4. Die Beschwerde ist unbegründet, soweit der Kläger geltend macht, das FG sei seinen Fürsorgepflichten gegenüber dem Kläger nach § 76 Abs. 2 FGO deswegen nicht nachgekommen, weil es nicht spätestens mit der Ladung zur mündlichen Verhandlung auf bislang nicht angesprochene Gesichtspunkte hingewiesen habe. Die Pflichten des Gerichts aus § 76 Abs. 2 FGO stehen mit der prozessualen Mitwirkung der Beteiligten in einer gewissen Wechselwirkung (vgl. BFH-Urteil vom 19. Oktober 1993 VIII R 61/92, BFH/NV 1994, 790, unter Ziff. 1. b der Gründe). Wer etwa zur mündlichen Verhandlung trotz ordnungsgemäßer Ladung unentschuldigt nicht erscheint, kann regelmäßig anschließend nicht die Verletzung des § 76 Abs. 2 FGO rügen (vgl. BFH-Beschluss vom 9. August 2000 IX B 40/00, BFH/NV 2001, 63, m.w.N.). Die vom Kläger geltend gemachten "Gesamtumstände" führen im Streitfall zu keinem anderen Ergebnis. Das Gericht ist an den beiderseitigen Verzicht auf mündliche Verhandlung nicht positiv gebunden (BFH-Urteil vom 29. April 1999 V R 102/98, BFH/NV 1999, 1480); zur Gewährung rechtlichen Gehörs kann eine mündliche Verhandlung sogar geboten sein (BFH-Beschluss vom 8. Oktober 1991 VII B 186/91, BFH/NV 1992, 358). Wenn das FG entgegen einem beiderseitigen Verzicht auf mündliche Verhandlung gleichwohl eine mündliche Verhandlung ansetzt --also Verhandlungsbedarf bezogen auf den Stand des schriftlichen Verfahrens sieht--, kann der Kläger nicht davon ausgehen, der Sach- und Rechtsstand sei im schriftlichen Verfahren ausreichend und abschließend dargelegt und erörtert, und deswegen der mündlichen Verhandlung fernbleiben.

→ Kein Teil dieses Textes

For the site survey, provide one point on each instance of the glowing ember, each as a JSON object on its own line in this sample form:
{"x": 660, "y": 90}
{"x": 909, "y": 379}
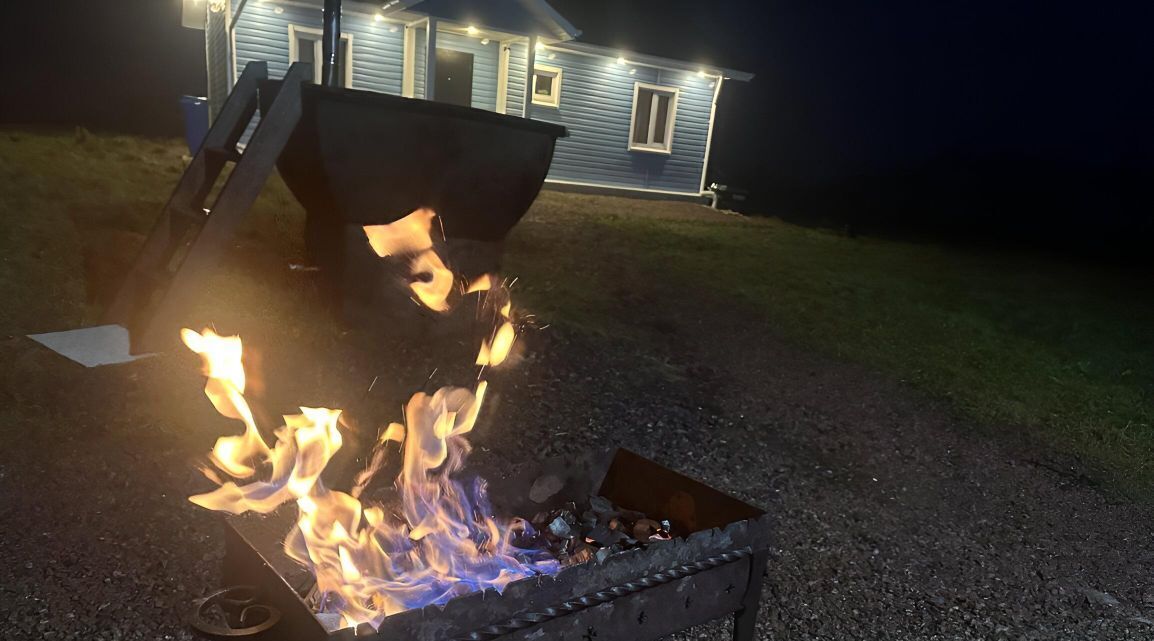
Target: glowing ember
{"x": 442, "y": 541}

5. Die Beschwerde ist auch unbegründet, soweit der Kläger Verletzung des Anspruchs auf rechtliches Gehör (Art. 103 Abs. 1 GG; § 96 Abs. 2 FGO) bzw. einen Verstoß gegen § 96 Abs. 1 Satz 1 FGO geltend macht im Hinblick auf die Annahme des FG, das streitgegenständliche Grundstück sei im Sachwertverfahren zu bewerten. Auf den gerügten Verfahrensfehlern --wobei offen bleiben kann, ob sie tatsächlich vorliegen-- kann die Entscheidung des FG nicht beruhen, da das FG seiner Entscheidung die Anwendung des Ertragswertverfahrens zu Grunde gelegt hat. Die Frage der Anwendung des Sachwertverfahrens ist insoweit nicht entscheidungserheblich geworden.
6. Die Beschwerde ist ebenfalls unbegründet, soweit der Kläger grundsätzliche Bedeutung der Rechtssache geltend macht. Die vom Kläger formulierte Rechtsfrage ist weder klärungsfähig noch klärungsbedürftig. Ihr liegt die Annahme zu Grunde, das FG habe, soweit der Kläger einen niedrigeren Einheitswert begehrt, die Klage mangels Klagebefugnis abgewiesen. Dies kann der Entscheidung des FG nicht entnommen werden. Der Senat versteht die Formulierung, dass "die Klage bereits aus formellen Gründen nicht durchdringen" kann, weil "die Wertfortschreibungsgrenzen nicht erreicht werden", nicht dahin, dass das FG das Rechtsschutzbedürfnis des Klägers verneint und die Klage insoweit als unzulässig angesehen hat. Vielmehr geht der Senat davon aus, dass das FG die Sachurteilsvoraussetzungen (§ 40 Abs. 2 FGO) bejaht und den Anspruch des Klägers auf Feststellung des begehrten Einheitswerts der Sache nach ohne weiteres und deswegen verneint hat, weil schon nach dem Antrag des Klägers --worauf sich die Formulierung "aus formellen Gründen" verständigerweise nur beziehen kann-- die Wertfortschreibungsgrenzen des § 22 Abs. 1 BewG nicht erreicht werden.
7. Die Beschwerde ist schließlich auch unbegründet, soweit der Kläger geltend macht, eine Entscheidung des BFH sei zur Sicherung einer einheitlichen Rechtsprechung erforderlich. Die geltend gemachten Divergenzen sind nicht klärungsfähig. Sie beziehen sich allesamt auf die Anwendung des Sachwertverfahrens, auf das es für den Streitfall aber deswegen nicht ankommt, weil das FG entscheidungserheblich --zutreffend (vgl. BFH-Urteile in BFHE 166, 571, BStBl II 1994, 393, und in BFHE 134, 184, BStBl II 1982, 15)-- auf das Ertragswertverfahren abgestellt hat.